Öte yandan Tayyip Erdoğan'ın ve AKP iktidarının sürekli bir iç ve dış düşman algısı yaratarak toplumu ve iç cepheyi konsolide etmek, siyaseti bunun üzerinden dizayn etmek gibi muazzam bir başarısı var. Bir dönem Suudi Arabistan baş düşman oldu, bir dönem Birleşik Arap Emirlikleri, bir dönem Mısır, bir dönem Yunanistan. Yani düşman olmadan yaşayamayan bir iktidar gerçeğiyle karşı karşıyayız.

'DIŞ DÜŞMAN TEHDİDİYLE BİRİKEN TOPLUMSAL ÖFKENİN ÖNÜNE GEÇMEYE ÇALIŞIYOR'

Bu içeride de böyle. İçeride de düşmanlaştırdıkları, ötekileştirdikleri, terörize ettikleri, kriminalize ettikleri bir odak her zaman oluyor. Çoğu zaman bu bizim partimiz oluyor. Seçmen eğilimlerini de çoğu zaman böyle belirlediklerini düşünüyorum. 

Ama artık insanlar şunu düşünüyor; ‘İşim yok, ekmeğim yok, açım, yoksulum, barınamıyorum, öğrencimi okutamıyorum.’ Bu hükümetin kısa vadede bunları çözmek gibi bir derdi de yeteneği de yok. Peki o zaman ne yapılabilir? “Dışarıdan büyük tehdit altındayız. Bu tehdide karşı senin işinin, ekmeğinin ne önemi var? İsrail gibi bir ülke bizi hedef alıyor. Bize saldırırsa ne yaparız?” sorularını sorarak bir duygu yaratmaya çalışıyor. Bunu yaparak, dış düşman tehdidiyle içeride yükselen toplumsal itirazın, isyanın, o kabaran öfkenin önüne geçmeye çalışıyor. Yoksa çok gerçeklik zemini olan bir değerlendirme değil İsrail tehdidi. Siyaseten yol yürümeleri için bunlara ihtiyaçları var.

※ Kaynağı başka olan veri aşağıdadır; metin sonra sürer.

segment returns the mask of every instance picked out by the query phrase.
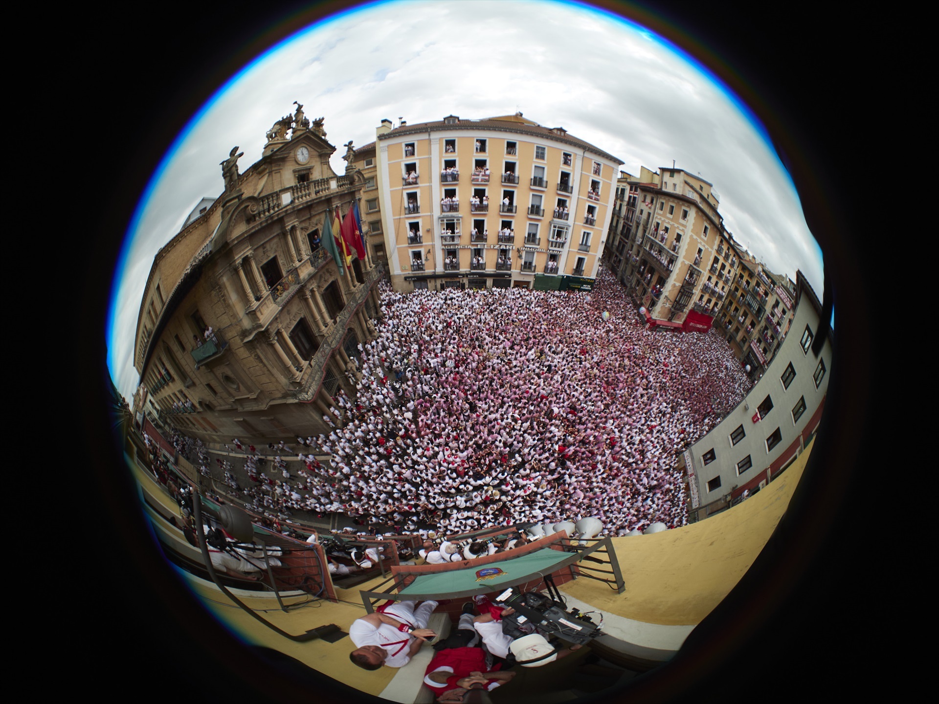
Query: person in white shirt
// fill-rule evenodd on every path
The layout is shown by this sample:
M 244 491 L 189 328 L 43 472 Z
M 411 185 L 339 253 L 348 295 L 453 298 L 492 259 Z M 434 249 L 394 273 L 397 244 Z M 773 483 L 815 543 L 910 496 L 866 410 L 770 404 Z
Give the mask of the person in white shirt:
M 356 645 L 349 660 L 366 670 L 408 665 L 426 639 L 437 635 L 427 628 L 435 608 L 437 602 L 423 602 L 420 606 L 417 602 L 391 602 L 356 619 L 349 626 L 349 638 Z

'MEVCUT HUKUKSUZLUKLAR BİZİ ANAYASA KONUŞMAKTAN AZADE KILMAMALI'

Yeni Anayasa yeni dönemin önemli gündemlerinden biri olacak gibi gözüküyor. Yeni Anayasa gündemine partinizin bakışı nedir?
Türkiye'de yeni bir anayasa yapmanın koşullarının olmadığını düşünüyoruz. Çünkü mevcut Anayasa askıda, Anayasa Mahkemesi kararları uygulanmıyor, haksızlık, hukuksuzluk, yolsuzluk, çürüme, liyakatsizlik her anlamıyla bütün zeminlerde. Ama bütün bunlar bizi anayasa konuşmaktan azade kılmamalı.

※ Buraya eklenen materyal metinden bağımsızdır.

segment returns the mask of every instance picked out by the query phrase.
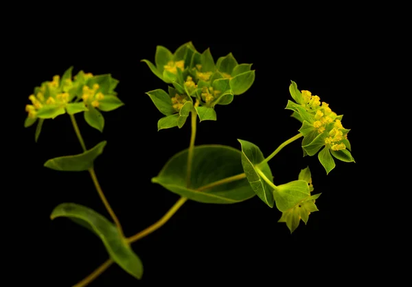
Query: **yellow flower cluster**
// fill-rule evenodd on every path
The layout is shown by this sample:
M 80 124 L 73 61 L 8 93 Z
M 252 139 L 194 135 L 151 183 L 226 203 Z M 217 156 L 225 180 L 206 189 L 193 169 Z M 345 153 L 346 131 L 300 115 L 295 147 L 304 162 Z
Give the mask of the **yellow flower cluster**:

Sonuçta Türkiye'nin bir de hakikati var. 12 Eylül Anayasası var. Bugün bizim temel hak ve özgürlüklerimiz 12 Eylül Anayasası'na dayanılarak kısıtlanıyor. Çünkü sermaye yazdı 12 Eylül Anayasasını. Bu Anayasa bir cunta anayasası olduğu kadar bir sermaye anayasası. Bu Anayasa’nın değişmesi lazım. Bu yüzden de bir anayasa tartışması yürütmenin çok önemli olduğunu düşünüyoruz.

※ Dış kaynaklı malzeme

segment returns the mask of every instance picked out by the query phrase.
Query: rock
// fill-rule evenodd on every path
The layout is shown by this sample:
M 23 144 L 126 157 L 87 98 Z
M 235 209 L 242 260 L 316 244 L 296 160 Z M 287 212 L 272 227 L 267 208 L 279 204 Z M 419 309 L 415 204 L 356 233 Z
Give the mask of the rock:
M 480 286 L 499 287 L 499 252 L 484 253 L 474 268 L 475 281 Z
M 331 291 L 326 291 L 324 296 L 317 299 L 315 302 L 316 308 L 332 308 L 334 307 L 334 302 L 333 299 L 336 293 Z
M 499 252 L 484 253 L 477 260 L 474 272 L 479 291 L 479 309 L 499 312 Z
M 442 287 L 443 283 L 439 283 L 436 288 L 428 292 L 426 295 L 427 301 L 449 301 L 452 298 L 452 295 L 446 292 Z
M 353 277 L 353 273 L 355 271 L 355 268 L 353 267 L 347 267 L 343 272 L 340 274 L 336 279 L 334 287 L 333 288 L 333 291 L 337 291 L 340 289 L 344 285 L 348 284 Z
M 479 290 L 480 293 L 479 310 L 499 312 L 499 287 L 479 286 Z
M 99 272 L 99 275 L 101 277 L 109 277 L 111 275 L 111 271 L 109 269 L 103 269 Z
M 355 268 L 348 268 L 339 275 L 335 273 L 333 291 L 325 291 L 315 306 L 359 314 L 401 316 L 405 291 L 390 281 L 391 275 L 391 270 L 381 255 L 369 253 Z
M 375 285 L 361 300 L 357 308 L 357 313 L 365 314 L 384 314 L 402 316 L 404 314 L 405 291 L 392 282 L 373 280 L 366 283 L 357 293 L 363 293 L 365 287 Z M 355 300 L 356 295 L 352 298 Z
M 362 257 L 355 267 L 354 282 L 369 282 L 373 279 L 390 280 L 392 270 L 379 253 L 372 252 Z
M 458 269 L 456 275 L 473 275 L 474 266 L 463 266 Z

'ANAYASA TARTIŞMASINI YÜRÜTMELİYİZ'

Evet, bu tartışmayı yürütmeliyiz. Peki nasıl yürütebiliriz? Öncelikle bir anayasa yapmak için nasıl koşullara ihtiyacımız olduğunu konuşabiliriz. Örneğin biz bir yol temizliğine ihtiyaç olduğunu düşünüyoruz. AKP'nin niyeti gerçekten özgürlükçü bir anayasa yapmaksa bunun iyi niyet beyanlarını göstermeli, iyi niyet adımlarını atmalı. Bir yol temizliği yapmalı.

'ANAYASA TARTIŞMASI AKP’NİN TEKELİNDE OLMAMALI' 

Bunu ancak anayasayı konuşarak yaptırabiliriz. Yekten dersek ki ‘Anayasa yapmanın koşulları yoktur, kapıyı kapattık’ nasıl yol alacağız? İktidarın kendi tekelinde yürütmek istediği anayasa tartışması yerine ‘Nasıl bir anayasa yapılabilir, anayasa yapılırken nasıl bir yol ve yöntem izlenmelidir, bunun için toplum bu sürece nasıl katılmalıdır’ın tartışılacağı zemini muhalefetin yaratması gerektiğini düşünüyoruz. Böyle bir zemin yaratabilirsek o zaman AKP'nin istediği sınırlardaki bir anayasa tartışmasının da dışına çıkarırız. Bunun için de konuşmaya, tartışmaya, birlikte düşünmeye ve toplumla beraber tartışmaya ihtiyacımız var.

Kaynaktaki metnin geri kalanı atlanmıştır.